I agree it’s healthy for Americans to be more skeptical of journalism, especially the sources they think they trust. But a key difference between NYT and Xinhua in China is that NYT explicitly doesn’t want to be duped. Sure reporters are lazy and will run an article quickly about a breaking story they get from a government tip. But if they find out it was wrong the editors will be pissed and likely print an update or even retraction. That’s the key difference between independent media and government propaganda.

> But a key difference between NYT and Xinhua in China is that NYT explicitly doesn’t want to be duped

The NYT intentionally runs stories that are highly dubious or they know to be false, then later issue a small retraction in a footnote.

The latest fake news they published was the story around Zohran Mamdani where they used hacked data from Colombia University to claim he checked "black" on the admission documents to gain an unfair advantage. That's because they are partisan hacks. I don't necessarily like Zohran, but he represented a threat to mainstream Democrats therefore the NYT had to do something about him.

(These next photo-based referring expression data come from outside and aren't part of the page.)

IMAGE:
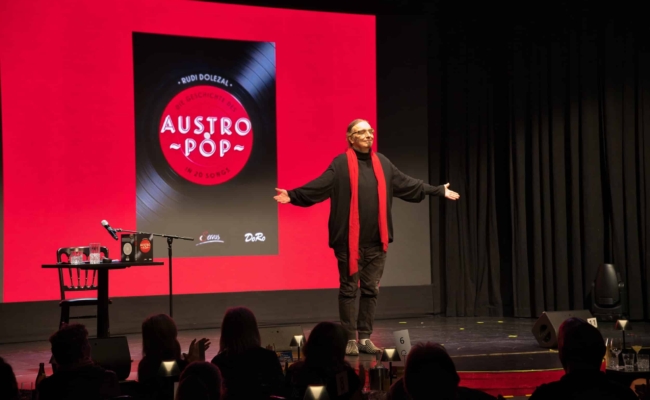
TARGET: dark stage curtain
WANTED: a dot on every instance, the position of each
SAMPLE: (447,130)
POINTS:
(545,131)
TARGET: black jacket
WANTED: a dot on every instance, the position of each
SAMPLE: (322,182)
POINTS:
(334,184)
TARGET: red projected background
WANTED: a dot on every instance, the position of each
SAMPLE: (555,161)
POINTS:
(66,73)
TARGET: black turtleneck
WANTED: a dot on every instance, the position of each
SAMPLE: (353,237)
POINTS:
(368,203)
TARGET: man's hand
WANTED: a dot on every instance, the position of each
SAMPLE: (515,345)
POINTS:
(282,197)
(450,194)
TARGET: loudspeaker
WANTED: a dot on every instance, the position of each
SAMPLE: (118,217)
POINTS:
(113,354)
(547,326)
(279,337)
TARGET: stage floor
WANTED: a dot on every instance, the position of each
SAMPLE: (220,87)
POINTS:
(477,345)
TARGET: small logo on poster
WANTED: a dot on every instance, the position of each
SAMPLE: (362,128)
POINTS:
(206,135)
(206,238)
(258,237)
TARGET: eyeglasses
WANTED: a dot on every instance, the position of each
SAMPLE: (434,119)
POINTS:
(363,132)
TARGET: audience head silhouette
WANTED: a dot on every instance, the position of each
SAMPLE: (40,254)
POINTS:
(239,331)
(580,345)
(70,345)
(159,338)
(200,381)
(8,383)
(430,373)
(325,346)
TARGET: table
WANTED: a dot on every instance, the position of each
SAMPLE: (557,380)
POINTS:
(626,378)
(102,286)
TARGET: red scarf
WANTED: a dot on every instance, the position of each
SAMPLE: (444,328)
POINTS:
(353,236)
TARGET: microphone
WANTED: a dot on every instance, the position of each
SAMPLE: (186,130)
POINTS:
(109,229)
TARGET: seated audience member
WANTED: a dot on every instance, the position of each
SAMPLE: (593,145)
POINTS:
(199,381)
(248,370)
(324,365)
(76,376)
(581,349)
(8,384)
(430,373)
(160,343)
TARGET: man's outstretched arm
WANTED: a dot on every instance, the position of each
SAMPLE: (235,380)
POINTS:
(415,190)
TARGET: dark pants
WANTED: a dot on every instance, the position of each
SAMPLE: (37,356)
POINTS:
(371,268)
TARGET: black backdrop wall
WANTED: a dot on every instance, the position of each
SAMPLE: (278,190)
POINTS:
(543,122)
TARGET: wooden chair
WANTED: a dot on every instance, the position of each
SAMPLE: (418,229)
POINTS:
(74,279)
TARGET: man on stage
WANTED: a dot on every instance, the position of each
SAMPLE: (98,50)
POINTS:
(361,185)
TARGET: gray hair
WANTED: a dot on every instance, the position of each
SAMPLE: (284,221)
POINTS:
(352,125)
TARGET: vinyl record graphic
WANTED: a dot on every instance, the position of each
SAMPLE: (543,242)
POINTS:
(206,143)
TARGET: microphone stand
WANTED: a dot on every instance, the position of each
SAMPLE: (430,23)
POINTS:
(170,239)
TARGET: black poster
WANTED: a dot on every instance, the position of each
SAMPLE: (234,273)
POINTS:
(206,143)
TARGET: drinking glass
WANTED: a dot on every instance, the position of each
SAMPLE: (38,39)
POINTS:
(628,362)
(95,255)
(76,256)
(635,343)
(616,348)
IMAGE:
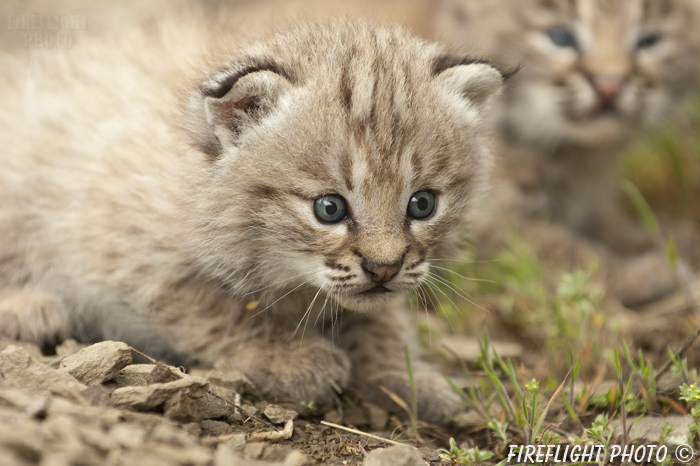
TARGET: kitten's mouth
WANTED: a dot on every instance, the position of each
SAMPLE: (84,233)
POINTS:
(379,289)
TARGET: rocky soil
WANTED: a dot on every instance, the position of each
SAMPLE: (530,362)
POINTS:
(94,405)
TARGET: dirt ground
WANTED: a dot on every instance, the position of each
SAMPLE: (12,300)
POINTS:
(93,405)
(108,405)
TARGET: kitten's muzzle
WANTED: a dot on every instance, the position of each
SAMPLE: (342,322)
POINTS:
(381,273)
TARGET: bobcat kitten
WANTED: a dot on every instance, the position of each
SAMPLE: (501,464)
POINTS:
(595,74)
(269,204)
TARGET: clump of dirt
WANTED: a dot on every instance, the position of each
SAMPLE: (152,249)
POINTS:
(92,405)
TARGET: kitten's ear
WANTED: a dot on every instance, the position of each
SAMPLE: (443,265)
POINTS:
(475,80)
(233,100)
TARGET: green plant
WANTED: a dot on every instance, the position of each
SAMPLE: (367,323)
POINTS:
(665,432)
(691,395)
(464,456)
(600,433)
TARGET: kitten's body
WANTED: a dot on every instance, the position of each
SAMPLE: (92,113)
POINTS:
(153,196)
(595,74)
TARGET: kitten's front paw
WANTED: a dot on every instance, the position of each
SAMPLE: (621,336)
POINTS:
(34,316)
(437,402)
(312,371)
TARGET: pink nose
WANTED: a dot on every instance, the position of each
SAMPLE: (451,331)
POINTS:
(381,273)
(607,88)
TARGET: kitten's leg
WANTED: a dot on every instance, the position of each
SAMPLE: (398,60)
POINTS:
(376,344)
(643,279)
(31,315)
(307,370)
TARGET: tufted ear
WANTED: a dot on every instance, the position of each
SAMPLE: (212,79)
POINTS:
(473,79)
(233,100)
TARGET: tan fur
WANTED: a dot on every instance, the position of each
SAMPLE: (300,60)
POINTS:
(560,134)
(167,199)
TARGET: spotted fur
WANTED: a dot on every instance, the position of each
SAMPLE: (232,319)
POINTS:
(172,205)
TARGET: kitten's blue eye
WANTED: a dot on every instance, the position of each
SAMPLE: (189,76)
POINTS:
(648,41)
(562,37)
(330,209)
(421,205)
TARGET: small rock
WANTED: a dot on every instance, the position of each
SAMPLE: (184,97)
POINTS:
(127,435)
(162,373)
(193,429)
(134,375)
(279,415)
(334,417)
(182,407)
(173,435)
(98,395)
(18,369)
(469,419)
(355,416)
(227,376)
(97,363)
(376,416)
(215,428)
(68,347)
(648,429)
(213,407)
(394,456)
(151,396)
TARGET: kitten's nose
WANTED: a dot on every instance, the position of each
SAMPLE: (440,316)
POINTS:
(607,88)
(381,273)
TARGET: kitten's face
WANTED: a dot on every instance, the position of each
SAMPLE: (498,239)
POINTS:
(595,71)
(353,171)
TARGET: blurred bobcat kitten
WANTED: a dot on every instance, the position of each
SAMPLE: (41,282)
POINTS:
(595,75)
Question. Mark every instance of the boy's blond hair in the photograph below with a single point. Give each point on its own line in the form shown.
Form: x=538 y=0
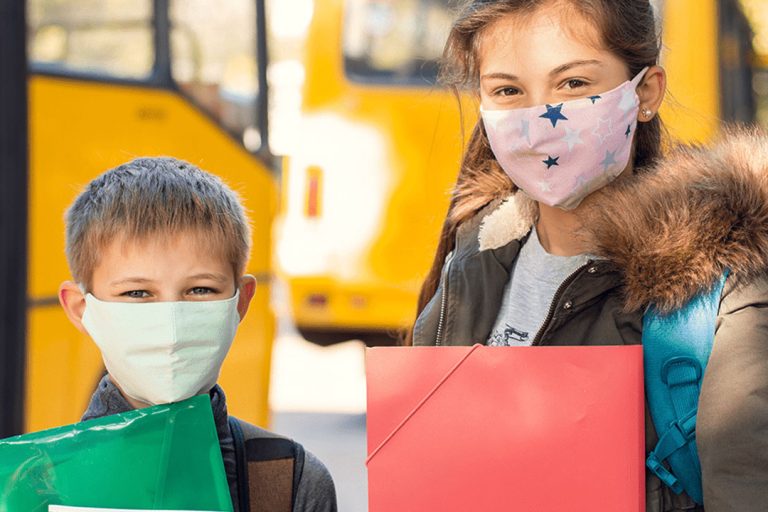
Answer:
x=154 y=196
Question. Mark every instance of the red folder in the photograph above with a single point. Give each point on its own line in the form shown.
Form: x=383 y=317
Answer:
x=505 y=428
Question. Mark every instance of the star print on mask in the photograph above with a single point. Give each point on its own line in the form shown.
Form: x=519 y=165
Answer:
x=550 y=161
x=559 y=167
x=554 y=114
x=572 y=137
x=628 y=100
x=603 y=130
x=525 y=130
x=609 y=160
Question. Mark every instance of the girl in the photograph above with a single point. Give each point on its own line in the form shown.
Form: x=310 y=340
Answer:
x=565 y=223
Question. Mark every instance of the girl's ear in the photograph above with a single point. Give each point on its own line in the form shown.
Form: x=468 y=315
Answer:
x=72 y=299
x=651 y=93
x=247 y=286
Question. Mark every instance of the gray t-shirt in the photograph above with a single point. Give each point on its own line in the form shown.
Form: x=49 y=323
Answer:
x=534 y=280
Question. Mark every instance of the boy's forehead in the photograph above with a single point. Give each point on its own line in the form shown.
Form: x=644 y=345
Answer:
x=162 y=254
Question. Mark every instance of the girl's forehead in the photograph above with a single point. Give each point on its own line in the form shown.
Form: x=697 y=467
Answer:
x=541 y=40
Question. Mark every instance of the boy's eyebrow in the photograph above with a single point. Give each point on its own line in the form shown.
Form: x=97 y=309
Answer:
x=137 y=280
x=575 y=63
x=212 y=276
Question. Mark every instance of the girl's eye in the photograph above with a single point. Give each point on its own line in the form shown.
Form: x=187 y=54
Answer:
x=508 y=91
x=574 y=83
x=136 y=294
x=201 y=290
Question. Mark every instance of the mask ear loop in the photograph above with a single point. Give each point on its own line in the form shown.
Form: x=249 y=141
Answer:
x=639 y=77
x=644 y=111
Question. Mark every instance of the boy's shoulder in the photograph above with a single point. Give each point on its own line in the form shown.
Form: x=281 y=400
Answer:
x=271 y=458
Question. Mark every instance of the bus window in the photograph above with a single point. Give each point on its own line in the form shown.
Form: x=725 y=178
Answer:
x=395 y=42
x=112 y=39
x=214 y=62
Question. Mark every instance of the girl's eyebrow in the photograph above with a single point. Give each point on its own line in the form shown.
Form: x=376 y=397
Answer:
x=575 y=63
x=559 y=69
x=499 y=76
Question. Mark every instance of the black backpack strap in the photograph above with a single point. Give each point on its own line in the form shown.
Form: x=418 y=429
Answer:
x=242 y=474
x=274 y=465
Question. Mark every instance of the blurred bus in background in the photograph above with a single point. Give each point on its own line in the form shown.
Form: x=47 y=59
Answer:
x=111 y=80
x=367 y=185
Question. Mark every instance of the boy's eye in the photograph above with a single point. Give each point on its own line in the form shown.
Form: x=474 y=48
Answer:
x=136 y=294
x=201 y=290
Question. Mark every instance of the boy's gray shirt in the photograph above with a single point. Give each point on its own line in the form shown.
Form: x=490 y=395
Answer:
x=316 y=492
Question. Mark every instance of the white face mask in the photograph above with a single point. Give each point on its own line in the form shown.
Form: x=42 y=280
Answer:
x=162 y=352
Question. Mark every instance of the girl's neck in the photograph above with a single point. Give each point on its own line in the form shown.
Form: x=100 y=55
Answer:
x=557 y=231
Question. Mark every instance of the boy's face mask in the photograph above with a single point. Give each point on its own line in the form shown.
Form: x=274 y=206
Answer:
x=559 y=154
x=162 y=352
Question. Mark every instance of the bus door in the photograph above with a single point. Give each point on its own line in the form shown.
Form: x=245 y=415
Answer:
x=367 y=184
x=111 y=81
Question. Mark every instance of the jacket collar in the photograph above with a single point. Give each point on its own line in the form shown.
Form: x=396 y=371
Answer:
x=670 y=230
x=108 y=400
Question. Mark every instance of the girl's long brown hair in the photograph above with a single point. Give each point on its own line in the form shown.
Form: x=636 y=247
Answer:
x=628 y=29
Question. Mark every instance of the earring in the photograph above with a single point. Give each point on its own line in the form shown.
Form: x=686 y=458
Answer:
x=647 y=113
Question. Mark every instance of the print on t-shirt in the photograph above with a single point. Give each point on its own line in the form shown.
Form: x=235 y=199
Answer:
x=509 y=336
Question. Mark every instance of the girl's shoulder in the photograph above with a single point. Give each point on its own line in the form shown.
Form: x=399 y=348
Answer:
x=673 y=229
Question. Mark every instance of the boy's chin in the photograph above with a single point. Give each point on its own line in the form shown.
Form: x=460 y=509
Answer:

Yes, when the Russian military was assembling outside of Ukraine, I was chatting with a lot of Russians on social media who were convinced (by their media) that it was just a normal drill, and that the Americans were just buying into their own government propaganda. Over the course of those conversations, Russians would say things like, "We know our media is propaganda, but you don't know that yours is just as propagandist". It was interesting that the goal of Russian propaganda wasn't to get Russians to believe that their media was infallible, but rather to get them to believe that there were no facts, that the truth was subjective, that every country's media was equally propagandist.

I saw a similar theme in right-wing American propaganda wherein American conservatives know that their media is biased, but they assume that "mainstream media" is just as bad.

It seems like in all of these cases, propagandists aren't trying to get people to believe the propaganda, but rather to discredit the entire idea of objective facts or reliable reporting.

Retractions are a blimp in the sea of falsehood. 30 second retraction statement has no weight against 1 day of false narratives.

The only way to create a true counter weight is the amount of time encompassing the false hood should be the same amount of time given to the retraction. 1 day of false hood should equal 1 day of retraction.

Will this mode of operation exist, most likely not. The closest the USA had to such would be the Fairness Doctrine. [0]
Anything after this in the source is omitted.